Higher risk comes into it because real estate is illiquid, expensive to manage and to buy or sell, and highly concentrated geographically. Rising crime, unpleasant neighbors and other changes on the street or in the neighborhood of your property can make it hard to find tenants or buyers for your property. So can physical problems like nearby sinkholes, adverse traffic patterns, backed-up sewers, and zoning changes that allow undesirable development, or that limit what you hoped to do with your property.

Many people start out investing in real estate with high hopes, and wind up selling a few years later, with little profit if not losses. They have turned into what the industry refers to as “don’t wanters”—investors who have become discouraged by risk and management problems, and who simply want to get out of their real estate investments as soon as possible.

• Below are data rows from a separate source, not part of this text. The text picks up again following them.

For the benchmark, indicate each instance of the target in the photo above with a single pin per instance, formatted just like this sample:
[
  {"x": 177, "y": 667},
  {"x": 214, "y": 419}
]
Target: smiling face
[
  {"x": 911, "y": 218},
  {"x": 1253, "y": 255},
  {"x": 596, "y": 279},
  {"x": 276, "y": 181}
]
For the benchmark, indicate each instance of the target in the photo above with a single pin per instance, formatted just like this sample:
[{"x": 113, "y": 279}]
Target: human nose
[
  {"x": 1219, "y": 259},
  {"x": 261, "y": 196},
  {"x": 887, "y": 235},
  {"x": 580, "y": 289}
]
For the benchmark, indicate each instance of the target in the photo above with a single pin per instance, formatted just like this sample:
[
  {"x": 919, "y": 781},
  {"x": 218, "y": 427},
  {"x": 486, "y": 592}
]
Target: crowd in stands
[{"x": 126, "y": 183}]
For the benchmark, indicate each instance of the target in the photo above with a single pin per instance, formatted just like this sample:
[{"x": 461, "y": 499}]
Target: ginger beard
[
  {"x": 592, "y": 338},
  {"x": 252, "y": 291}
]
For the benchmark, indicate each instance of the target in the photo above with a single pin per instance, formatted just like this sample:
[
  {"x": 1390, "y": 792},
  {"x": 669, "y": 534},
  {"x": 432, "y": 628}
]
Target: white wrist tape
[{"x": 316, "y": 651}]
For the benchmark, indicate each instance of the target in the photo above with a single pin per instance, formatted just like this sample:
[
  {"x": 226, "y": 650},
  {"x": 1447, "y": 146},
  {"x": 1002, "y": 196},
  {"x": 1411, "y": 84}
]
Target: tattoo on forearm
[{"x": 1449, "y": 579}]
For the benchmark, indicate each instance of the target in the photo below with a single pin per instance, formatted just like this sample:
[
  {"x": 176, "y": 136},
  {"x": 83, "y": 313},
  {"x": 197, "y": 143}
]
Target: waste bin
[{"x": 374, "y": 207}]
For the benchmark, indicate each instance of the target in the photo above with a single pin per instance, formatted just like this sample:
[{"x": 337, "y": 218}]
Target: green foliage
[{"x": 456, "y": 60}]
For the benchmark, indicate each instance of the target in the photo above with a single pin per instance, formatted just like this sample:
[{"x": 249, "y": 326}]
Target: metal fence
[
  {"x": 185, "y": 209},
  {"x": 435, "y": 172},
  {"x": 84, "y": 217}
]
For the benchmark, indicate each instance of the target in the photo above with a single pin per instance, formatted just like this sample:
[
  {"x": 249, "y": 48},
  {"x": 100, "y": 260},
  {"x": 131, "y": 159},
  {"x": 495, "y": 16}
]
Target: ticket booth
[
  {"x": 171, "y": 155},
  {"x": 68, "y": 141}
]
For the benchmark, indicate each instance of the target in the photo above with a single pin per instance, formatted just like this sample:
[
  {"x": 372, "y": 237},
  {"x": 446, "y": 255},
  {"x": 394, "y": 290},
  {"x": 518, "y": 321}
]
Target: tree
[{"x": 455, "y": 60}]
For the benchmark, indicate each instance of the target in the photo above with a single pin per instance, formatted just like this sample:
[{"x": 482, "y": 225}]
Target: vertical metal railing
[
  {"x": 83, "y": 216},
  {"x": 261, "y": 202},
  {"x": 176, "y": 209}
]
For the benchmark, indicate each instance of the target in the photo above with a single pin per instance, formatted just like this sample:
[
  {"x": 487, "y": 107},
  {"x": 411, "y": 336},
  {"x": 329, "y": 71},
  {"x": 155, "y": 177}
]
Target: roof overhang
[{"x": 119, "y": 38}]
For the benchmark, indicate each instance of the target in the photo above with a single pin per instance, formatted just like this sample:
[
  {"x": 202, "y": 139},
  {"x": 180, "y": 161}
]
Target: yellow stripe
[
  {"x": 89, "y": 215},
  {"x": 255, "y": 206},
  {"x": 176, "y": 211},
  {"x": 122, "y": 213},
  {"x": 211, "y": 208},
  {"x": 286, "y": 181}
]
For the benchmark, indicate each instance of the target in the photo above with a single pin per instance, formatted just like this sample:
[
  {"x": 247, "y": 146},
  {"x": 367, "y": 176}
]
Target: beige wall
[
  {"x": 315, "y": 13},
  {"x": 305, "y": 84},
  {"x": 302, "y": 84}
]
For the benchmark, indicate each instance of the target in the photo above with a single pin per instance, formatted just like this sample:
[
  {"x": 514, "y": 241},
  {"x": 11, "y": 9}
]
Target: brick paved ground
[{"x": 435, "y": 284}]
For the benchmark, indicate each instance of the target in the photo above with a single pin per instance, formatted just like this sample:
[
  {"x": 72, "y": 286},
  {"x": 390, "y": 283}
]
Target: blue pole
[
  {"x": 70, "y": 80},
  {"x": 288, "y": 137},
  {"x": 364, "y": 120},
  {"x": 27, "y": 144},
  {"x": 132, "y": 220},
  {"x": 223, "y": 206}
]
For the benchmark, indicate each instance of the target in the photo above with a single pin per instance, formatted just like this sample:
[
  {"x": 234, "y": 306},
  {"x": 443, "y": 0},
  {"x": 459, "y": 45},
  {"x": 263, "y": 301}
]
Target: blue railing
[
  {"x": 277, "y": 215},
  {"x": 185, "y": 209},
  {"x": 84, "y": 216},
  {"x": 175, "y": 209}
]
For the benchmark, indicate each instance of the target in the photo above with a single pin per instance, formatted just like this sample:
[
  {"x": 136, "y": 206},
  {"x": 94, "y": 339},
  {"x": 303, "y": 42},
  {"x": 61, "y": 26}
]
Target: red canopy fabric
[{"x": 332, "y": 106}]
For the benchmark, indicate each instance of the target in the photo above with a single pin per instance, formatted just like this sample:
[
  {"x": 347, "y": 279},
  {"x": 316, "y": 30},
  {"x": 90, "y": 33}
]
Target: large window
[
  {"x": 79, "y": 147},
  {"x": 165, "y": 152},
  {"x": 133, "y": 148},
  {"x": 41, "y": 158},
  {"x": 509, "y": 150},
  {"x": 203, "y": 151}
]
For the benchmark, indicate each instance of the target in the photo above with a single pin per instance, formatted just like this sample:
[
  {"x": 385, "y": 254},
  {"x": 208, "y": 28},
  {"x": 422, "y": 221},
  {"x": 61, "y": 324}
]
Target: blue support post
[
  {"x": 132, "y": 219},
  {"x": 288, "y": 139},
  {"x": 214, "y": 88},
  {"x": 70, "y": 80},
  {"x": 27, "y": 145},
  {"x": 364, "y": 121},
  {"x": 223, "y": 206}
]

Many real estate fortunes have been founded on buying so-called “distressed properties” from don’t wanters. Doing that takes a lot of patience, shopping and haggling, on top of the usual demands of the business.

Most real-estate millionaires earned their profits by taking on a lot of risk, worry and work. They also went into the field with realistic expectations and the intention of sticking with it for many years.

Many also owe at least part of their success to timing: they bought when real estate had been in the doldrums for years. If you buy near the end of a boom in prices—a good way to describe today’s real estate market—you may need to wait for a subsequent boom before you can sell at much of a profit.

COMMENTS PLEASE—Share your investment experience and opinions with fellow members

If you have bought real estate as an investment, how would you assess the results? If the investment has worked, what do you think are the main reasons for its success? If it hasn’t payed off yet, what do you think has caused it to fall short of your expectations?

Article originally published November 15, 2012 – Updated April 9, 2014.


  • Real estate investment is for the long term and is one way of enforcing a saving plan. The key as always is know what you are buying – location, location, location. Stay away from remote areas, stay within growing cities, preferably with view properties. I and our children, now three adults, have all benefited from a forced saving plan that slowly paid off the mortgages, generated a positive cash flow and provided long term capital gains. WT.